The only problem is: We can’t fulfill the law by the power of the flesh. The flesh is the thing that keeps producing evil deeds no matter how hard we try. It is the spirit that produces the fruit of righteousness within us. There’s no law against the work of the spirit, whereas the work of the flesh always breaks the law.

Sometimes I fear we’ve forgotten that we were redeemed from slavery. We often think of slavery as bondage, which is true. We simply conclude that we are free, whereas once we were enslaved. But slavery also represents work and toil underneath a master, work that never gets us anywhere and never produces anything of value. We were saved from our work by God’s work. The work that was being done underneath slavery is ineffective and powerless. It produces death. When we try to live the Christian life in the power of the flesh, we are rebelling against God’s work, claiming that we can provide rest for ourselves. But God didn’t save us so that we could revert back to the same old master. When we forget the work that God did, the perfect eternal work of Christ’s sacrifice, we rebel against God and appoint a leader who will lead us back into Egyptian bondage (Neh. 9:17).

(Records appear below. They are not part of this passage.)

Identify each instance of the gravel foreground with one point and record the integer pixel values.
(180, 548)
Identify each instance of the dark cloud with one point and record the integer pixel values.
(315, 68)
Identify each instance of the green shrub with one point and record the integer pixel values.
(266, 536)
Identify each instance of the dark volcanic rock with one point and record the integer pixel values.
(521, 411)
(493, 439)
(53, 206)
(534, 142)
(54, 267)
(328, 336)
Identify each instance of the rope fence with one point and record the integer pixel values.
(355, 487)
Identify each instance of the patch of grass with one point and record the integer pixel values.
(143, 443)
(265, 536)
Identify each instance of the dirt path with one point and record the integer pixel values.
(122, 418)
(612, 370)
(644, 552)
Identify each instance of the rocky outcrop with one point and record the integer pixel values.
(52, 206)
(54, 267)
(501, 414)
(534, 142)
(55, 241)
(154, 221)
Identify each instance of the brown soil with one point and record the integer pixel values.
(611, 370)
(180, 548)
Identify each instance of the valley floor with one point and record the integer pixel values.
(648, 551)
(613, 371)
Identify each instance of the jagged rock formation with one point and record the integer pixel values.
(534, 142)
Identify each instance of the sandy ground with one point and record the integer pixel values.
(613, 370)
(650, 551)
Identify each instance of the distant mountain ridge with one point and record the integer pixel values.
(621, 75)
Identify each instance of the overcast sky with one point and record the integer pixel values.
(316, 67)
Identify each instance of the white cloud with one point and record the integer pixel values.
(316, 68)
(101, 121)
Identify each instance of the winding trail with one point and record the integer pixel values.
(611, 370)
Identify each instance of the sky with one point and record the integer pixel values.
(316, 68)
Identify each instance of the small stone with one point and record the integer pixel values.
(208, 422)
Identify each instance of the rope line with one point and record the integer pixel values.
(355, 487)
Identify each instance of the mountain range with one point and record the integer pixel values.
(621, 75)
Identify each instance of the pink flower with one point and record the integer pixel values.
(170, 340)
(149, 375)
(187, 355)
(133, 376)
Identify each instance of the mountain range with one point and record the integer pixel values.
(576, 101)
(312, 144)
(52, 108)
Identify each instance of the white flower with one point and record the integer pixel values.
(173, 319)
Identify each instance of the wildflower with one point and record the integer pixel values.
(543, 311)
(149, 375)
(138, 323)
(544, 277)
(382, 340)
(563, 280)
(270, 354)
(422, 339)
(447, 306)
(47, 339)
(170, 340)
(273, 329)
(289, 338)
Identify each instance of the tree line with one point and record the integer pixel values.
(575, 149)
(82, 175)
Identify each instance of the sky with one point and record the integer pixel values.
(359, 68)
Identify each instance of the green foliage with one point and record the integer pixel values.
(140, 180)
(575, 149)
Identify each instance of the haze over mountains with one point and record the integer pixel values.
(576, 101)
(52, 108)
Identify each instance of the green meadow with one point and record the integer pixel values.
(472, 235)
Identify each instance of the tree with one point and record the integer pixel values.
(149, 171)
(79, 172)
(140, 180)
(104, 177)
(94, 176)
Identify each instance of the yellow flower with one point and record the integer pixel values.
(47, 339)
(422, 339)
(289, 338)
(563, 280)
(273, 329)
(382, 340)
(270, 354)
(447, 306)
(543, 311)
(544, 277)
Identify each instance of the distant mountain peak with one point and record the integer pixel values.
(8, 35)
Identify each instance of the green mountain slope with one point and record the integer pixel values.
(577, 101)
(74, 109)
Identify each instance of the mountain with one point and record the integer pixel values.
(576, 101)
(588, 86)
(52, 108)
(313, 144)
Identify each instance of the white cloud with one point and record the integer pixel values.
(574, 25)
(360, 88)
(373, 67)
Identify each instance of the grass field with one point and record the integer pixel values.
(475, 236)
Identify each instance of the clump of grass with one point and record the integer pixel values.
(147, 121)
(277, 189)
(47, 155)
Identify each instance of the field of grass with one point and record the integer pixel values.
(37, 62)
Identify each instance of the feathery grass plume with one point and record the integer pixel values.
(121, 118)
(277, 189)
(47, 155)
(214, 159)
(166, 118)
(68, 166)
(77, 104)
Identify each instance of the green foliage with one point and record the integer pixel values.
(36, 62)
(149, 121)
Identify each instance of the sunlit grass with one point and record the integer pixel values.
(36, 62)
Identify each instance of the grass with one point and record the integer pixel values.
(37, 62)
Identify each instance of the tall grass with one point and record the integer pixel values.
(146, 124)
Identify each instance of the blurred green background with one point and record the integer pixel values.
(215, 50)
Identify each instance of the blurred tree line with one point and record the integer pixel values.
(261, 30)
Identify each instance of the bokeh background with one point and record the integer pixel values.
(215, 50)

Embrace this truth: God ultimately saved us for the sake of his name. God revealed himself to the world in the salvation of the Israelites. God purposely set up the contest between him and Pharaoh in order to show the world his power. In redeeming the Israelites from Egyptian bondage, God made a name for himself by humbling Pharaoh and his servants through mighty signs and wonders. This is how God put his mark on the ancient world. This is how God manifested his name to all the nations. All the nations saw the greatest king of the known world humbled before a shepherd, Moses.

In a similar fashion, God has destroyed your greatest adversary, Satan, the accuser of the saints. Satan’s power over God’s creation was death; he introduced it in the Garden of Eden. Satan knew that God sent Jesus to save people from their sins, but he didn’t understand how God was going to do it. No one did. It was an eternal plan hidden from the foundation of the world within the secret decrees of God’s own council. The angels looked on, wondering how God was going to reconcile the world to himself. By sending his own son as a man, Satan thought that God had made a mistake. God would now be underneath, for the first time ever, the power of darkness. Now Satan actually had a chance to destroy God. Satan had the power of death, and Jesus, in becoming a man, was subjected to the power of Satan.

On the night of Jesus’ betrayal, Satan entered into Judas to betray Jesus. It is apparent from the gospels that, behind the scenes, Satan had been orchestrating events in order to destroy Christ. When Jesus was sent to the cross, Jesus received the greatest blow that Satan had, death. The Devil killed the Son of Man . . . but that was it . . . that’s all Satan had. He had given it his best shot.

Similar to the Israelites, God made a name for himself through our redemption. Our Lord, in the greatest sign and wonder that the world has ever witnessed, raised his son from the dead. God took Satan’s greatest power and used it to defeat him. God placed his son, a humble shepherd, before Satan and allowed him to be destroyed. Christ was swallowed up in death, and buried in a garden, a fitting location for the beginning and end of sin.

But Satan didn’t realize that his victory was also his defeat. Satan didn’t realize that in killing Christ that he would be playing a part in the greatest public display of God’s power to ever be manifested on the face of the earth. He didn’t know that death itself would be swallowed up in life.

In Satan’s wisdom, he knew that man is subject to death, whereas God is not; man dies and God lives. But, in God’s infinite wisdom, Christ partook of death so that we might partake of life. That is, God partook of humanity so that we might become partakers of his divinity. Through death Jesus destroyed the one who has the power of death, Satan, and released all those, who through fear of death were subjected to slavery and bondage (Heb. 2:14-15).

Don’t rely on the flesh and its work. It is what you were saved from! Turn to Christ and his work. Do as the apostle Paul says and always carry in your “body the death of Jesus, so that the life of Jesus may also be manifested in” it (2 Cor. 4:10).